Competition-based learning (CBL) is a student-centered pedagogy that combines project-based learning and competitions. This can sometimes be referred to as game-based learning as well, which is different than gamification. CBL also utilizes team-based learning (or Active Collaborative Learning, ACL) and problem-based learning paradigms. Competition-based learning involves a team of students in an open-ended assignments or projects that resembles some problems students may face at the work place or in the real-world. However, the performance is being evaluated on the final completion of the project or task assigned in the course as a comparison to other groups. The aspiration is to create motivation in the students to come up with the best overall project. CBL learning relies on the competition results. Furthermore, CBL implements a reward system upon the completion of the task assigned to reinforce desired behaviors in learning environments.

== Background and advantages==
The real-world is competitive and competition has been used in teaching and learning throughout the human history around the world. Countries such as England, Singapore, and South Korea have special education programs which cater for specialist students, prompting charges of academic elitism. Currently, academic competitions are popular. According to The Institute of Competition Sciences retrieved on May 30, 2020, over 4,000,000 students participate in educational competitions in over 500 competitions across all academic subject they monitor in their network.

Many practitioners in education claim that CBL can enhance students' motivation to work harder and the learning outcomes since they are more excited about the project and potential rewards.

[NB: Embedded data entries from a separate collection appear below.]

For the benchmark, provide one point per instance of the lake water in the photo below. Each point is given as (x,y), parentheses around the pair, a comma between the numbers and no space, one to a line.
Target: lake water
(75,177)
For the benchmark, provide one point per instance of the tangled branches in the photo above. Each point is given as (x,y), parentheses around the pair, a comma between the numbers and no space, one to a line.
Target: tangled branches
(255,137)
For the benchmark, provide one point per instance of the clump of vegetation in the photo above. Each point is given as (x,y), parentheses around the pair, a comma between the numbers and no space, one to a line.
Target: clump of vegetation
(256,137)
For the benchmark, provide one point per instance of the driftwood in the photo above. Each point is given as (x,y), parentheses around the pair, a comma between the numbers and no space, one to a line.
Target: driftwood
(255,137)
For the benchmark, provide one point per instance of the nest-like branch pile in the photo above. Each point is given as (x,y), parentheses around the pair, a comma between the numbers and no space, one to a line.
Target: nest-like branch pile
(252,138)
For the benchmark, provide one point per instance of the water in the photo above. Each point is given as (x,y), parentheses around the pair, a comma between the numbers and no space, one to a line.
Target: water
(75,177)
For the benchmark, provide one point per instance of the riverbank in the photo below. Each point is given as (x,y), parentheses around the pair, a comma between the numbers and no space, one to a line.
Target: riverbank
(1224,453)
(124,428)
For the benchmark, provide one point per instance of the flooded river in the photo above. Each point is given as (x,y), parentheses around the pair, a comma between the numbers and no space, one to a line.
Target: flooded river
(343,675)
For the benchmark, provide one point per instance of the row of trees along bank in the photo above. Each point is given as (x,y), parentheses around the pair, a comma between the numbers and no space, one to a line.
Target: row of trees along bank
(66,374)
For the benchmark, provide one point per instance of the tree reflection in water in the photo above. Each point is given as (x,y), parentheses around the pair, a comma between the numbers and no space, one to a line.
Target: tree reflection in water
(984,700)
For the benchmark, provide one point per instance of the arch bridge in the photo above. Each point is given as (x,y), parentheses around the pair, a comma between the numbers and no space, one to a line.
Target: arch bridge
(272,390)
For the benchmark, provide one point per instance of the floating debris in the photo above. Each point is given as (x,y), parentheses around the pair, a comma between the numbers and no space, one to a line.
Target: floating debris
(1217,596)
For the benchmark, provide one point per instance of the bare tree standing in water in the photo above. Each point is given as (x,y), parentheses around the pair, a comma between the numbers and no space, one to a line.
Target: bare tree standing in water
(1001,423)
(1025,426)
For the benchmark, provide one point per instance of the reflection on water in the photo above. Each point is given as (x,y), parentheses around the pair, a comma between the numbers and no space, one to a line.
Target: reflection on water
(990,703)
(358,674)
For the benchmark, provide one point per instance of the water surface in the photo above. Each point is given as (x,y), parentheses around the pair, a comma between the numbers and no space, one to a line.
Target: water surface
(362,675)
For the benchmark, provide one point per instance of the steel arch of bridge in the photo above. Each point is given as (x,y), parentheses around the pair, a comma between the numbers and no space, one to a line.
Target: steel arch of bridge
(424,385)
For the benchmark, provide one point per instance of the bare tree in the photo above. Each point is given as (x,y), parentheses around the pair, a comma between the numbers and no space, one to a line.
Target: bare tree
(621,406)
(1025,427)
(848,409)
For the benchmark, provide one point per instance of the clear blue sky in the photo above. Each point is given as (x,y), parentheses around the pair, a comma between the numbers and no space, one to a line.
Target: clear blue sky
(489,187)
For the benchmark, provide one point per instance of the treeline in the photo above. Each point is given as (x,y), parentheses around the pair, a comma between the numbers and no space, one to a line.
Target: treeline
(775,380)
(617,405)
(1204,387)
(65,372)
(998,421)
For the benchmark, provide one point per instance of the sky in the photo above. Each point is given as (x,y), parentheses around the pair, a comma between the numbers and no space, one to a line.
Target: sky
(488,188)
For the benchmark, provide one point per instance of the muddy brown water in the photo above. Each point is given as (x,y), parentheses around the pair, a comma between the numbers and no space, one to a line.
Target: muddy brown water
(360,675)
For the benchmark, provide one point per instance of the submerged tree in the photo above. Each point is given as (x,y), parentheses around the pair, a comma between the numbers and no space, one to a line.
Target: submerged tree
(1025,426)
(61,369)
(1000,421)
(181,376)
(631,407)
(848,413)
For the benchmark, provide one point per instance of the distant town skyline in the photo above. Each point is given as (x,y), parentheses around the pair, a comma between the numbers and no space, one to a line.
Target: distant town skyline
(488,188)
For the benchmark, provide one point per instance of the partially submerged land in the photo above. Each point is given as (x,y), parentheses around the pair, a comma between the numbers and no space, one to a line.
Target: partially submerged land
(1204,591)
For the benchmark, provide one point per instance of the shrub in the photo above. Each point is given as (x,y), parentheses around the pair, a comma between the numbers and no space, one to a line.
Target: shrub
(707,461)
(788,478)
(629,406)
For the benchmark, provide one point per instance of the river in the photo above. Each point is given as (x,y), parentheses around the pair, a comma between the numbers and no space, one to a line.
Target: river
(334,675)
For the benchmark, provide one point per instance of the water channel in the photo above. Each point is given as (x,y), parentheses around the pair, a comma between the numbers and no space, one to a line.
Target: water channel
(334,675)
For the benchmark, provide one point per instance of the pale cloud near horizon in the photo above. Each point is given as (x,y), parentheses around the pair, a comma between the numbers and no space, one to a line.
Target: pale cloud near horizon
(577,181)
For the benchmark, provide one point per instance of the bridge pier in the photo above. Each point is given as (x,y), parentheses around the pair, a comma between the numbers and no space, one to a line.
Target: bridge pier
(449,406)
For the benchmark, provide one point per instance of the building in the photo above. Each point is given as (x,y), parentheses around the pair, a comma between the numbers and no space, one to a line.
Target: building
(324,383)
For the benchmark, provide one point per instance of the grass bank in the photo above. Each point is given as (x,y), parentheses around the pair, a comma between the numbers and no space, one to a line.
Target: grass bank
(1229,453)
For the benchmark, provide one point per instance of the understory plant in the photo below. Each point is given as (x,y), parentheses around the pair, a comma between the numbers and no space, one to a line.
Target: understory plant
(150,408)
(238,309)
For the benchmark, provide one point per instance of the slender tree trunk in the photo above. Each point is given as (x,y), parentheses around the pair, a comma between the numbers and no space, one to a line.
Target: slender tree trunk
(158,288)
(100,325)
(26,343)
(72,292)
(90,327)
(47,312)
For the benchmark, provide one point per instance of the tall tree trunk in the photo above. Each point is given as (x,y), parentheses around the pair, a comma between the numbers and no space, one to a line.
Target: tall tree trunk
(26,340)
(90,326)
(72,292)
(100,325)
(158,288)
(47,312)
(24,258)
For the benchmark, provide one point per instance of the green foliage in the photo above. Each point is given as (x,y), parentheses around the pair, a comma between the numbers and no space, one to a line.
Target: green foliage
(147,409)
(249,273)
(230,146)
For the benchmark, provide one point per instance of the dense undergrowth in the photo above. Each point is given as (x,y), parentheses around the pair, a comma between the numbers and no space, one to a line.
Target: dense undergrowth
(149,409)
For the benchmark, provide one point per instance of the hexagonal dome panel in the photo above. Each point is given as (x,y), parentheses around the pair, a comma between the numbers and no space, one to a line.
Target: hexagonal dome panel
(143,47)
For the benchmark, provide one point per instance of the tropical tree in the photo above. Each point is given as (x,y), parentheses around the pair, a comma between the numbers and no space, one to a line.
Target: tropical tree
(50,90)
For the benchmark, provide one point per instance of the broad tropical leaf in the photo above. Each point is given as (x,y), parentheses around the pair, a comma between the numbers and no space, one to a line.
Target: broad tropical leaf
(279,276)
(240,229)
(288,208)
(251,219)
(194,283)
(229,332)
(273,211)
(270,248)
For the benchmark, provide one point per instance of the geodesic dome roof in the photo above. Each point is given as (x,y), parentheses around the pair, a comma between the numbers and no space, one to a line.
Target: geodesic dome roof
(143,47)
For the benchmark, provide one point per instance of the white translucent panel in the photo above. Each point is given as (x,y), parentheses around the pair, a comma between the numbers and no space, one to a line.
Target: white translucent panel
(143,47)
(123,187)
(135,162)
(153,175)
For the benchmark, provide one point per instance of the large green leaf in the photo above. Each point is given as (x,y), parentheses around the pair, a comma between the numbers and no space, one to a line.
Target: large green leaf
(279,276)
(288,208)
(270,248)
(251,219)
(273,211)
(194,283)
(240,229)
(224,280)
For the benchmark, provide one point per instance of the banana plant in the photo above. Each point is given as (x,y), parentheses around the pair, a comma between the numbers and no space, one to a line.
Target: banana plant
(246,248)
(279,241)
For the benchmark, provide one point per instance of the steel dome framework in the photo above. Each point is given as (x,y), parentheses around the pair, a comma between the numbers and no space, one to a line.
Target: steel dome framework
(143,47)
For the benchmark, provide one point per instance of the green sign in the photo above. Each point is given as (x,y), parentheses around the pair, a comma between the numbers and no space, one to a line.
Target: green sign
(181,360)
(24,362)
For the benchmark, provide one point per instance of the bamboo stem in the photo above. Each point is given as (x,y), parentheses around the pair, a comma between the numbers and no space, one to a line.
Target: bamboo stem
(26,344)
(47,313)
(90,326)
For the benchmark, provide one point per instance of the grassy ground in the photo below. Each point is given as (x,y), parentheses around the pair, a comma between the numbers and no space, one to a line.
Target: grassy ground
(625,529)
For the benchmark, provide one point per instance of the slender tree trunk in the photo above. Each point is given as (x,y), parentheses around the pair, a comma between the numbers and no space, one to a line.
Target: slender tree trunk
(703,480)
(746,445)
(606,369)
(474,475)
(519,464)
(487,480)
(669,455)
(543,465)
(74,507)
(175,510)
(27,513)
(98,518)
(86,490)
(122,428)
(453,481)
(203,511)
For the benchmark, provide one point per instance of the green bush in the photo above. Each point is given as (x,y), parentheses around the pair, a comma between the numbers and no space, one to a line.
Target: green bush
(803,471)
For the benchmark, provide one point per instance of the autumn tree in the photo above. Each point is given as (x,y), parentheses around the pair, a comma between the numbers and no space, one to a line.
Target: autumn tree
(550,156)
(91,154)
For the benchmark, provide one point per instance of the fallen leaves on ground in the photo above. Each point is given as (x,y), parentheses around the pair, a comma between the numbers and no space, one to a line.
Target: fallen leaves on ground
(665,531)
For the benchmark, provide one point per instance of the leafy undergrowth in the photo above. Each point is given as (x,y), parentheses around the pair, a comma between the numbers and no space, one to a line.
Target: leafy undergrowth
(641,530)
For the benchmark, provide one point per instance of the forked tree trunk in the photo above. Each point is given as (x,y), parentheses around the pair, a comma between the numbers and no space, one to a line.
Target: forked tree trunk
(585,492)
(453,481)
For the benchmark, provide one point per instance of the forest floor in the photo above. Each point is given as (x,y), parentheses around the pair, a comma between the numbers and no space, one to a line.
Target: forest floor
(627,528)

Competition is good in the sense that it discourages complacency and raises students' consciousness of the value of good outcomes. As a result, the keener the competition, the higher the output among students. This is manifested not only in high individual averages, but in overall high class averages. It is, therefore, a very effective tool to keep your high achievers achieving. Other benefits of CBL include the enhancement of problem-solving, creative thinking, and teamwork skills.

==Examples==
Some articles reporting competitions in across various academic subjects include
- EFFECTS OF COMPETITION IN EDUCATION: A CASE STUDY IN AN E-LEARNING ENVIRONMENT - by Iván Cantador, José M. Conde, Departamento de Ingeniería Informática, Universidad Autónoma de Madrid
- Learning through Competitions – Competition-Based Learning (CBL) - by CJ Chung, from CTL (Center for Teaching & Learning) Conference at Lawrence Technological University, April 2008
- Utilizing Project-Based Learningand Competition to DevelopStudent Skills and Interest inProducing Quality Food Items - by Willard, M.W. Duffrin, from Vol. 2, 2003—JOURNAL OF FOOD SCIENCE EDUCATION
- The Big List of Student Contests and Competitions - from We Are Teachers, weareteachers.com

Here is a comprehensive list of competitions that can be used for classes or after-school extracurricular programs. Hackathons can be examples of CBL. The purpose of a hackathon is a for a group of software developers to work together on a collaborative project. Most hackathons are competitions where several teams are competing to create prototypes that innovate on a theme or improve upon an existing project.

==Criticism==
Some people think in class competition is not good, since it is discouraging when others always seem to do better than you. Critics of competition as a motivating factor in education systems, such as Alfie Kohn, argue that competition actually has a net negative influence on the achievement levels of students.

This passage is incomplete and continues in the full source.